I don’t remember ever being so spent. As I fell into a despair-induced coma, I wondered how I could go on. The next thing I knew, sunshine was streaming in the window and Pops was headed out with five dogs on leashes, all agitating to do their morning business.
“Who let the dogs out? Who? Who?” he sang.
The world would keep spinning whether I liked it or not.
LATER THAT MORNING, I gave Gus his coffee and glazed doughnuts, and told him what happened the night before, sparing no details.
He looked me over and sighed. “Say no more, my dear. You’ll need something from Corny’s closet. Come.”
I sighed. What am I doing, wearing clothes that belong to the museum? It’s unprofessional, I thought. But what choice do I have? My wardrobe was decimated. I should never have taken that first suit the other day. Borrowing from the vault is getting easier and easier. It’s a slippery slope.
“So what do you think?” Gus said, gesturing toward Corny’s collection.
“Well, let’s see. It should be newer, nothing too valuable. I suppose it has to be black and somber looking,” I said. “I’m mourning the loss of my love.”

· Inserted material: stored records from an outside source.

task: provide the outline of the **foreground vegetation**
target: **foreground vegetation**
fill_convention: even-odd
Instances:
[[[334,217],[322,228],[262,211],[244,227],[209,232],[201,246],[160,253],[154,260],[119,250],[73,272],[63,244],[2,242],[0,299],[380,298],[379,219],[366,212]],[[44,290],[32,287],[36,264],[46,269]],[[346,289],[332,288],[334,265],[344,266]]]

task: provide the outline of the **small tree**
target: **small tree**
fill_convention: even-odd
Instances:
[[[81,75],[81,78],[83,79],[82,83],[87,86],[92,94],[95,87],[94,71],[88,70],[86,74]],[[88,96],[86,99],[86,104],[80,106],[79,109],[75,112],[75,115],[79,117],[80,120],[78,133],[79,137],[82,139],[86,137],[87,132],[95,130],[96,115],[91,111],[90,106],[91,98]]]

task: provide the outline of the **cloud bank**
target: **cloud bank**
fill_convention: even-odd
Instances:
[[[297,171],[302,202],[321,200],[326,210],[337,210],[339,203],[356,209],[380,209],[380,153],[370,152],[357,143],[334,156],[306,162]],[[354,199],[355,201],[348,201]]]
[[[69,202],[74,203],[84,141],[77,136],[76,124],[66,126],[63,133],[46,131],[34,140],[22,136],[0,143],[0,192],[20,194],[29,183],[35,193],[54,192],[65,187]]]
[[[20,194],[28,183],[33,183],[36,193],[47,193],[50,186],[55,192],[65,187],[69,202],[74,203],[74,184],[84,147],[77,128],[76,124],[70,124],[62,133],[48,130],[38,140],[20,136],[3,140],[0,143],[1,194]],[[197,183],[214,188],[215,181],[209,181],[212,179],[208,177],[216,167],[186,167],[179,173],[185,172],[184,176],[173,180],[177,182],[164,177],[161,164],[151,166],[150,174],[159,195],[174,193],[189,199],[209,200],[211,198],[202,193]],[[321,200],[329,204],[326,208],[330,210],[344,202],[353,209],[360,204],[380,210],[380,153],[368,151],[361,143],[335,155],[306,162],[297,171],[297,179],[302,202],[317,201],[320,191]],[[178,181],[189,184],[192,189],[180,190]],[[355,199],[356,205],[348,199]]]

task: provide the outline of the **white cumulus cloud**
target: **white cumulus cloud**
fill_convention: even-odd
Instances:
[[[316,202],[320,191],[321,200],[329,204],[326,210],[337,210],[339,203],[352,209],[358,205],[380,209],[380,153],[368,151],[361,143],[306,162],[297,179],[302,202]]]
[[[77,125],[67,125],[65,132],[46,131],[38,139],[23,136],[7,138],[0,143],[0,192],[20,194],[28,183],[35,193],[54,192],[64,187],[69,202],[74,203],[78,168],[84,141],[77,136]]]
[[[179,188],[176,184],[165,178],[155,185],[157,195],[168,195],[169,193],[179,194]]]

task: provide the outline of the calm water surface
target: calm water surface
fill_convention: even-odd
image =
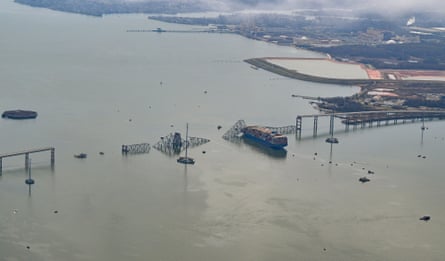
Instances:
[[[1,120],[0,152],[56,147],[54,169],[49,153],[32,155],[31,191],[24,159],[3,160],[0,260],[442,260],[443,122],[427,123],[423,137],[418,123],[338,125],[331,150],[309,138],[309,120],[284,155],[230,143],[221,136],[239,119],[284,126],[316,113],[292,94],[357,89],[242,62],[320,57],[311,52],[231,34],[126,32],[156,27],[196,28],[0,3],[0,109],[39,113]],[[191,136],[211,140],[190,150],[194,166],[154,149],[120,153],[184,133],[187,122]],[[368,169],[371,182],[359,183]]]

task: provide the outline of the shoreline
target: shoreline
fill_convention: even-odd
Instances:
[[[303,81],[317,82],[317,83],[359,85],[359,86],[360,85],[376,84],[376,83],[400,84],[401,86],[413,85],[413,84],[427,84],[427,85],[438,85],[438,86],[445,88],[445,81],[440,81],[440,80],[401,80],[401,79],[392,80],[392,79],[382,79],[382,78],[380,78],[380,79],[360,79],[360,78],[343,79],[343,78],[321,77],[321,76],[316,76],[316,75],[299,73],[295,70],[290,70],[290,69],[284,68],[282,66],[273,64],[273,63],[267,61],[267,59],[296,59],[296,58],[261,57],[261,58],[249,58],[249,59],[244,60],[244,62],[246,62],[252,66],[261,68],[263,70],[279,74],[281,76],[298,79],[298,80],[303,80]],[[329,60],[329,61],[338,63],[338,61],[336,61],[336,60],[324,59],[324,58],[297,58],[297,59],[298,60]],[[368,70],[379,71],[379,70],[369,69],[365,65],[360,64],[360,63],[351,63],[351,64],[360,65],[367,72],[368,72]],[[388,70],[386,70],[386,71],[388,71]],[[396,70],[392,70],[392,71],[396,71]],[[412,70],[412,71],[416,71],[416,70]],[[369,72],[368,72],[368,75],[369,75]]]
[[[277,64],[273,64],[267,61],[268,59],[273,58],[252,58],[246,59],[244,62],[255,68],[261,68],[283,77],[324,84],[357,86],[360,88],[360,91],[357,94],[346,97],[346,99],[336,99],[336,97],[323,99],[323,103],[318,104],[319,110],[325,108],[335,111],[346,110],[352,112],[358,110],[380,109],[400,110],[401,108],[418,109],[420,107],[440,110],[445,109],[442,102],[442,97],[445,96],[445,81],[328,78],[290,70]],[[303,59],[307,60],[306,58]],[[435,96],[435,98],[428,98],[431,96]],[[403,102],[400,103],[400,101]]]

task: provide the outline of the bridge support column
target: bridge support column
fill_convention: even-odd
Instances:
[[[29,168],[29,153],[25,153],[25,169]]]
[[[296,129],[296,134],[297,134],[298,139],[301,139],[301,126],[302,126],[302,118],[301,118],[301,116],[297,116],[297,120],[295,123],[295,129]]]
[[[3,170],[3,158],[0,158],[0,175],[2,175]]]
[[[51,149],[51,167],[54,167],[54,163],[56,161],[56,149]]]
[[[330,116],[329,120],[329,135],[334,135],[334,115]]]
[[[314,116],[314,130],[313,130],[314,138],[317,137],[317,131],[318,131],[318,116]]]
[[[349,131],[349,124],[350,124],[349,119],[347,119],[347,120],[345,121],[345,131],[346,131],[346,132]]]

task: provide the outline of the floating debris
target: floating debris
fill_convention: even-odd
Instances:
[[[206,151],[205,151],[205,150],[203,150],[203,151],[202,151],[202,154],[206,154]]]
[[[371,180],[368,179],[367,177],[361,177],[361,178],[358,179],[358,181],[360,181],[361,183],[366,183],[366,182],[369,182]]]
[[[430,216],[423,216],[423,217],[419,218],[419,220],[427,222],[427,221],[431,220],[431,217]]]
[[[99,155],[105,155],[105,153],[103,151],[99,152]]]
[[[216,128],[217,128],[218,130],[220,130],[220,129],[222,128],[222,126],[221,126],[221,125],[218,125]]]
[[[368,170],[368,174],[374,174],[374,171]]]
[[[54,214],[57,214],[57,213],[59,213],[59,211],[57,211],[57,210],[54,210]]]

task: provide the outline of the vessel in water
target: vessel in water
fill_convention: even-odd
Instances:
[[[283,149],[287,146],[286,136],[265,127],[247,126],[241,132],[243,133],[243,138],[254,140],[273,149]]]
[[[4,111],[2,114],[2,118],[8,118],[14,120],[35,119],[37,118],[37,112],[26,111],[26,110]]]
[[[195,164],[195,160],[190,158],[187,154],[188,146],[189,146],[189,124],[187,123],[186,131],[185,131],[185,157],[179,157],[176,161],[182,164]]]

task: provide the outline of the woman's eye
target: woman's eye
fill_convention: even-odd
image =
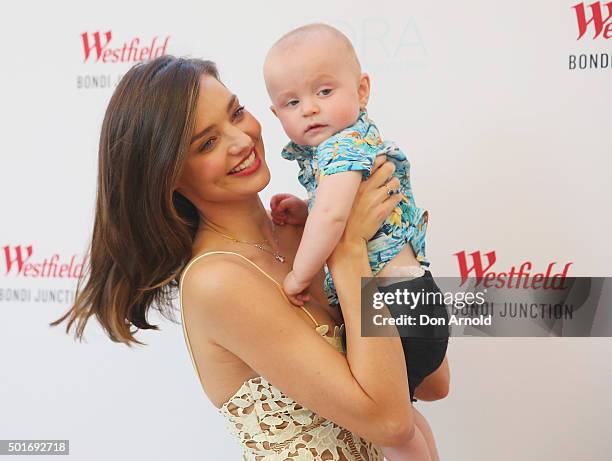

“You mean Alessandro?” Gus said.
“Yes,” I said.
“Wait. I’m confused. Is he dead?” Gus asked, eyes wide.
“To me he is.”
A simple black cotton Prada dress circa 1990 would work fine. Corny had the perfect mesh veil that would have completed my grief-stricken widow look, but I passed on that. We were tearing down the Audrey Hepburn exhibit, so I needed to see what I was doing.
Unforgettable
The Audrey Hepburn retrospective at the National Fashion Museum is one of the most entertaining fashion exhibits ever produced in our city.
—THE NEW YORK TIMES
How can it miss with all the memorable roles Hepburn played in her life: Gigi, Holly Golightly, Sabrina Fairchild, Jo Stockton, Princess Ann, Eliza Doolittle, Reggie Lampert, Gabrielle Simpson, Maid Marion? It can’t and it doesn’t.
—THE DAILY POST
TANYA WASN’T IN HER office when I got to my desk. Good. My plan was to answer e-mails quickly, then hide for the rest of the day. The phone rang.
“Get down here stat,” Nigel ordered. “Tanya and Sammie are five minutes away.”
“How do you know?”
“Tanya called Elaina to yell at her,” he said. “They’re at Starbucks. She’s still fuming over yesterday.”
“What about yesterday?” I said.
“You didn’t see the Post? I’ll tell you when you get here. Hurry. You’d best steer clear of her today.”
My feelings exactly, I thought.
When I arrived, Nigel and Elaina were standing in the Funny Face area of the show. Nigel was wearing his surgical magnifying glasses, inspecting the midlength wedding gown that Audrey wore in the last scene of the movie where she and Fred Astaire floated into the sunset on a river barge singing “’S Wonderful.”